Méthodes et problèmes

Le mode dramatique

Éric Eigenmann, © 2003
Dpt de Français moderne – Université de Genève

I.4. Répliques et didascalies

Après titre et liste des personnages, le premier acte des Serments indiscrets de Marivaux commence ainsi:

SCÈNE PREMIÈRE. – LUCILE, UN LAQUAIS

LUCILE est assise à une table, et plie une lettre; un laquais est devant elle, à qui elle dit.– Qu'on aille dire à Lisette qu'elle vienne. (Le laquais part. Elle se lève.) Damis serait un étrange homme, si cette lettre ne rompt pas le projet qu'on fait de nous marier.

Lisette entre.

SCÈNE II. – LUCILE, LISETTE

LUCILE.– Ah! te voilà. Lisette, approche; je viens d'apprendre que Damis est arrivé hier de Paris, qu'il est actuellement chez son père; et voici une lettre qu'il faut que tu lui rendes, en vertu de laquelle j'espère que je ne l'épouserai point.

LISETTE. – Quoi! cette idée-là vous dure encore?
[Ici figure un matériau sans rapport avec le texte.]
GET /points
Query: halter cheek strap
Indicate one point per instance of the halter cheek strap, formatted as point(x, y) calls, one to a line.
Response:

Non, madame, je ne ferai point votre message; Damis est l'époux qu'on vous destine [...].

Deux niveaux énonciatifs se dégagent d'emblée, ne serait-ce que typographiquement, déterminant deux types de voix: d'une part les répliques, texte supposé être proféré sur scène, qui constituent ensemble le dialogue et pour chaque personnage ce qu'on appelle précisément son rôle; d'autre part les didascalies, texte qui introduit de quelque manière ces discours et les cite, soit tout ce qui ne serait pas proféré dans le cas d'une représentation conforme au texte écrit, de la liste des personnages au noir final en passant par le découpage des scènes. Quoiqu'elles puissent souvent passer pour négligeables, les didascalies, même laconiques, déterminent ou peuvent déterminer:

Qui, à qui, où, quand, comment, pourquoi: répondant de façon très variable à toutes ces questions ou à quelques-unes d'entre elles seulement, les didascalies précisent la situation de communication, déterminent une pragmatique, c'est-à-dire les conditions concrètes de l'usage de la parole, indispensables et décisives pour l'interprétation.

Dans les toutes dernières lignes d'En attendant Godot de Beckett, Vladimir dit à Estragon Alors, on y va?, Estragon répond Allons-y. Leurs répliques suggèrent qu'ils vont renoncer à leur fameuse attente et quitter le lieu qu'ils ont occupé pendant toute la pièce, que leur situation va enfin connaître une véritable évolution. Mais la didascalie qui suit ajoute: Ils ne bougent pas. Et toute l'interprétation de basculer: on comprend alors que l'action demeure sur le plan du discours, que rien ne va changer.